The version number lets you have multiple versions of an asset with the same name loaded at the same time, so scene files with older versions of an asset still work. Houdini ensures that the Tab menu puts down the latest version (by default).

Tab Menu

These options control how the new asset appears in the Tab menu: the submenu it appears in, and its displayed label.

Tip

We strongly recommend you make sure an asset’s internal name and Label match (for example, threelightrig and Three Light Rig), to avoid confusion.

Asset Label

This is the human-readable label for the asset. That is, how the asset appears in the ⇥ Tab menu.

If you set the popup menu to Explicit, you can type your own label string in the text field below. If you set the popup menu to Constructed, the dialog automatically builds a label from the internal name.

Display Branch in Label

If you are using the Branch feature, and this is on, the dialog will add the branch to the label (for example, Three Light Rig (Main)). This will make it easier for users to tell which branch of an asset they have, since it will appear as part of the label in the ⇥ Tab menu.

Save To

These options control the library file the asset is saved into (the parent directory and the library file name).

Note

Remember that asset library files can store multiple assets. If you specify an existing library file as the destination for a new asset, it adds the asset to the existing file (it doesn’t overwrite the file with only the new asset).

Library Path

Choose the parent directory in containg the library file to save into.

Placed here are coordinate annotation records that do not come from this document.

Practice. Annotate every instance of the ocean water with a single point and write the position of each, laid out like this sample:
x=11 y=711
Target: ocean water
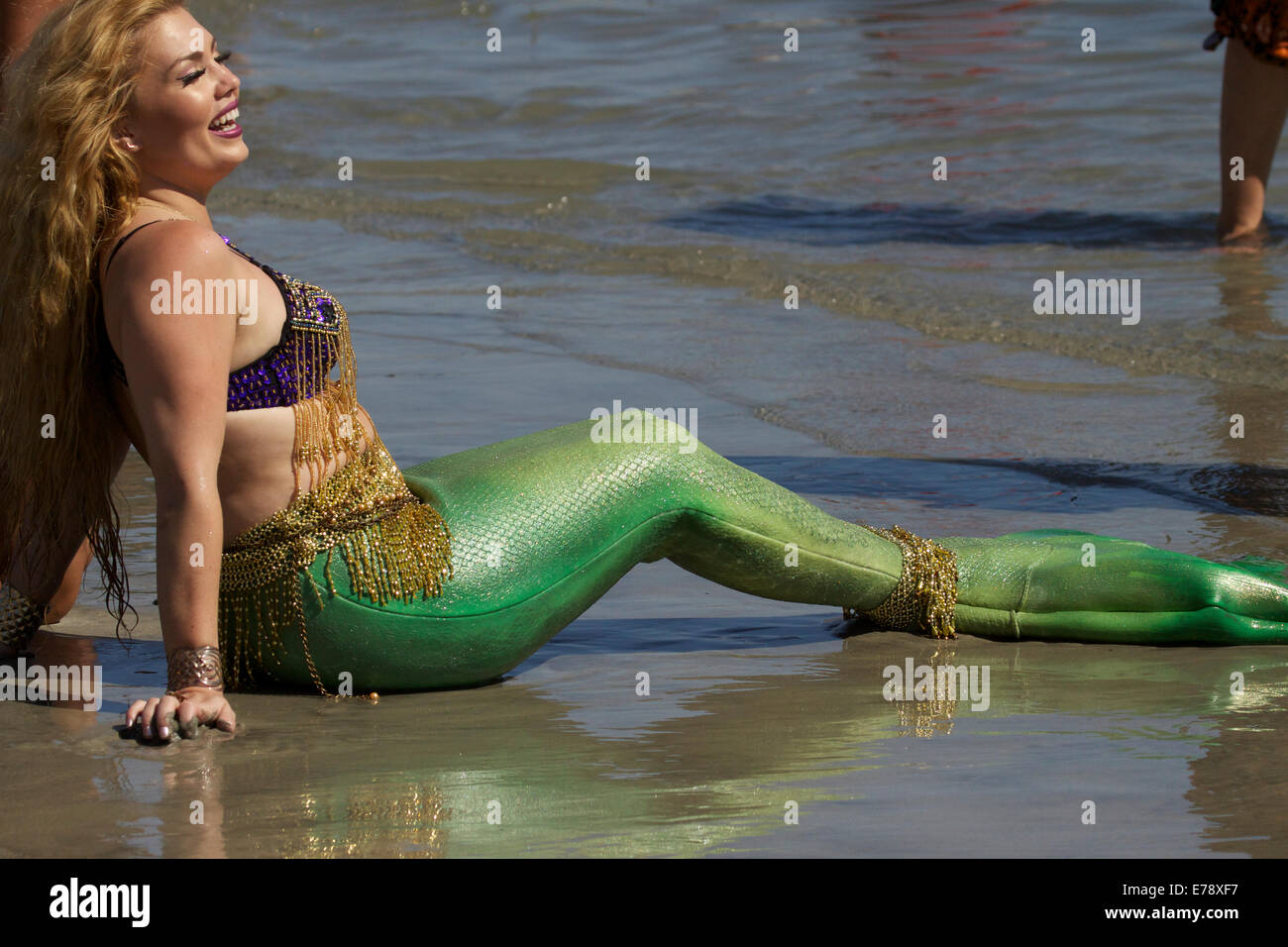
x=768 y=170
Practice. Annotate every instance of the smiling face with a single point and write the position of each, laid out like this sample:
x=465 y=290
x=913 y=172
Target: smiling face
x=183 y=88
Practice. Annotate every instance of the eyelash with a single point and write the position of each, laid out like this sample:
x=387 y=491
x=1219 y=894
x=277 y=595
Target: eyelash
x=193 y=76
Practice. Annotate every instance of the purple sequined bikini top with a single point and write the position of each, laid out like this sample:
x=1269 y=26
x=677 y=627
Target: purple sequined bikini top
x=271 y=380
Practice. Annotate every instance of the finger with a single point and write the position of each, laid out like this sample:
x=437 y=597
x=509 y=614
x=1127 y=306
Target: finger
x=227 y=720
x=188 y=722
x=132 y=715
x=146 y=716
x=163 y=718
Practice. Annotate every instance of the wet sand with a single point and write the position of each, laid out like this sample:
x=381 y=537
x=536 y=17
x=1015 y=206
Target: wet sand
x=755 y=707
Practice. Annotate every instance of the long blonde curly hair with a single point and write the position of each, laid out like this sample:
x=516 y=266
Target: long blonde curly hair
x=64 y=188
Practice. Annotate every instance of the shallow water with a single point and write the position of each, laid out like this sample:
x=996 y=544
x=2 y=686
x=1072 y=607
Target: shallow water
x=915 y=299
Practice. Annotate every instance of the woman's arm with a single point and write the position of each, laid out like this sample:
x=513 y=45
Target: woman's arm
x=178 y=368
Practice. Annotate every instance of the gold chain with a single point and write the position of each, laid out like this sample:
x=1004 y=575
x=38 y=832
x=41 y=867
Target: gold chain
x=926 y=592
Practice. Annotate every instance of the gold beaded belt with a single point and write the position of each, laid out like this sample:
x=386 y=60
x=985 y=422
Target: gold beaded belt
x=20 y=617
x=394 y=545
x=926 y=592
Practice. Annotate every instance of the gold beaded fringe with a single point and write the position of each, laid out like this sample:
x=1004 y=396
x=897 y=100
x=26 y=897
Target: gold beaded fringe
x=394 y=545
x=20 y=617
x=926 y=592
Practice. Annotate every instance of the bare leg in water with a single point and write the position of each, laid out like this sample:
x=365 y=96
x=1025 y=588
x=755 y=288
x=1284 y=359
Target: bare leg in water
x=1253 y=103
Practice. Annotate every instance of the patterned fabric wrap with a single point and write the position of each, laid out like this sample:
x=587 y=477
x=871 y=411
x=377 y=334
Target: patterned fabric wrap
x=1260 y=25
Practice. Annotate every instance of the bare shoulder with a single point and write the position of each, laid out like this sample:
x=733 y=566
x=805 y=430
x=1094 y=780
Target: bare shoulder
x=170 y=245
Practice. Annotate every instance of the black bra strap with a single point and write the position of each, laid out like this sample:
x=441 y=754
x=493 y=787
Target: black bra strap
x=130 y=235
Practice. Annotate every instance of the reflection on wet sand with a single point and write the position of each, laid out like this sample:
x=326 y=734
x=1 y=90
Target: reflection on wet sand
x=567 y=759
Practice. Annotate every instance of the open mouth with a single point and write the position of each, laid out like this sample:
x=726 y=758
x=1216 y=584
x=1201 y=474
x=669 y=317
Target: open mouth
x=226 y=123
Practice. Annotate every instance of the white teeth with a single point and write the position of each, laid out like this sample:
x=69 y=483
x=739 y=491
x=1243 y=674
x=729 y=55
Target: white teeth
x=226 y=120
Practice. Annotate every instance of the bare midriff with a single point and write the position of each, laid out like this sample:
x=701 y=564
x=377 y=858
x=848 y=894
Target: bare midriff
x=257 y=474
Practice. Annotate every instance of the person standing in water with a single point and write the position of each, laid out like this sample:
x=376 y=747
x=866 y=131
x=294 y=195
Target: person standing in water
x=269 y=474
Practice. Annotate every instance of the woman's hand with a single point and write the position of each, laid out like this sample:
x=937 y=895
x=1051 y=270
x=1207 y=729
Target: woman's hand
x=191 y=709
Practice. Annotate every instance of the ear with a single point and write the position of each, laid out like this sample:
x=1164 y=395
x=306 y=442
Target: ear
x=125 y=140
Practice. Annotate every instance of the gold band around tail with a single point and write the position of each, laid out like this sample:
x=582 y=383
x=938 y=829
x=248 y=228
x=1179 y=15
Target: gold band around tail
x=20 y=617
x=926 y=594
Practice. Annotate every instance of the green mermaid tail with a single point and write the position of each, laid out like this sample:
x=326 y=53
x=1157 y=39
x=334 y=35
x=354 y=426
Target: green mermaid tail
x=544 y=525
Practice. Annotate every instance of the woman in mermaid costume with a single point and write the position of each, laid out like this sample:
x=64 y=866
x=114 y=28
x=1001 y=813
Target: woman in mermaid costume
x=364 y=578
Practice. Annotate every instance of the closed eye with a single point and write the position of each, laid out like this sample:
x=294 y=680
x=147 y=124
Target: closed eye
x=193 y=76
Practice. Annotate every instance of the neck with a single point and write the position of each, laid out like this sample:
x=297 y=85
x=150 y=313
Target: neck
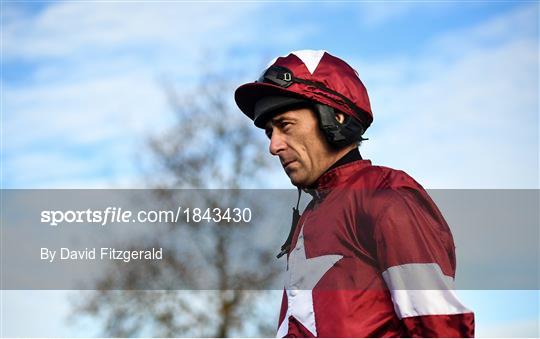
x=345 y=156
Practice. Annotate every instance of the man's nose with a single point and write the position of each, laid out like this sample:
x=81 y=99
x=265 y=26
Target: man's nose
x=277 y=143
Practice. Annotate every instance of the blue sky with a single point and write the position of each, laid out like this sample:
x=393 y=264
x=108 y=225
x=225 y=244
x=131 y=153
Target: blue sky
x=453 y=85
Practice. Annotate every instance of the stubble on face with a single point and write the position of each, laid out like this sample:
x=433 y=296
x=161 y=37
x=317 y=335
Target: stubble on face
x=301 y=146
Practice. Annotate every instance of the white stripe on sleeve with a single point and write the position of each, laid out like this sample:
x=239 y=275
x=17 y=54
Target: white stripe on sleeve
x=422 y=289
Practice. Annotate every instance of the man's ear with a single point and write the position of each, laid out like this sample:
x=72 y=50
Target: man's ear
x=340 y=117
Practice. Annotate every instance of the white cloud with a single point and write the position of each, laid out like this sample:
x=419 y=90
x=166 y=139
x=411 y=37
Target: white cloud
x=93 y=83
x=469 y=121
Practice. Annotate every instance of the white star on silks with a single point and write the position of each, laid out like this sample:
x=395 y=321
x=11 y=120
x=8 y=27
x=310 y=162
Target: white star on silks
x=302 y=276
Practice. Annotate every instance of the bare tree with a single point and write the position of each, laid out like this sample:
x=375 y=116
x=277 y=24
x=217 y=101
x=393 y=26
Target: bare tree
x=210 y=146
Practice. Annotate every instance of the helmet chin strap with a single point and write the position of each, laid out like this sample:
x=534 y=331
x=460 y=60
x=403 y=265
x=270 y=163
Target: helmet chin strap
x=338 y=134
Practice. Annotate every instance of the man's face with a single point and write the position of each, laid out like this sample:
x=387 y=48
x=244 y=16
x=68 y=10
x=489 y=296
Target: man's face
x=301 y=146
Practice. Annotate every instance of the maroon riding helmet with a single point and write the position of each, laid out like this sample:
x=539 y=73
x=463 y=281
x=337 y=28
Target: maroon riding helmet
x=310 y=78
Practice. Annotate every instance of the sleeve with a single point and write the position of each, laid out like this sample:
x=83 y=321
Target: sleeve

User Preferences Directory

Save the asset in your personal prefs directory. This makes the asset available across projects, but only to you.

Hip File Directory

Save the asset in an hda subdirectory next to the current scene file. This makes the asset available to the current “project”: the current scene file and any other scene files in the same directory.

Site-specific Directory

Save the asset into your site (studio) shared hda directory. This only works if someone (you, the studio’s IT department, or someone else) has set up $HSITE environment variable to point to a site-wide network share.

From Preferences

You can set up a commonly used directory in the Save Asset Preferences dialog, and then choose this item to use it.

Embedded in .hip File

Embeds the asset definition as part of the current scene file. This makes the asset only available in this scene file. This can be useful when testing an asset.

Custom

Enter a custom directory path by hand.

Note

Some of these save locations ($HIP/hda, $HSITE/hda, often the custom values) are not scanned for assets by default. If you save to these locations, the asset will automatically be installed in this scene file, but you will need to manually install the assets when you want to use them in other scene files. Or, you can add the directories to the $HOUDINI_OTLSCAN_PATH so Houdini does automatically scan them for assets.

Library Name

Choose how to build the library filename.

Everything

Use the namespace, internal name, and version to build the filename. For example, matt.dev.threelightrig.2.0.hda.

Type Name

Use the base type name to build the filename. For example, threelightrig.hda.

Node Name

Use the name of the node instance you right-clicked to turn into an asset to build the filename. If you created the asset from a subnet that had already been given a meaningful name, this might be useful. For example, three_light_rig2.hda.

From Preferences

You can set up a template string in the Save Asset Preferences dialog, and then choose this item to use it.

Custom

Enter a custom filename by hand.

Prefix Type Category

This adds the network type to the library filename as a further guard against filename overlap.

If you keep a lot of asset files in the same directory, there’s a possibility you could have two assets of different network types (for example, a geometry asset (SOP) and a Solaris asset (LOP)) with the same name, namespace, and version. If you want to keep assets in separate files, you can turn this on to make sure assets of different network types but with the same internal name are saved into different files.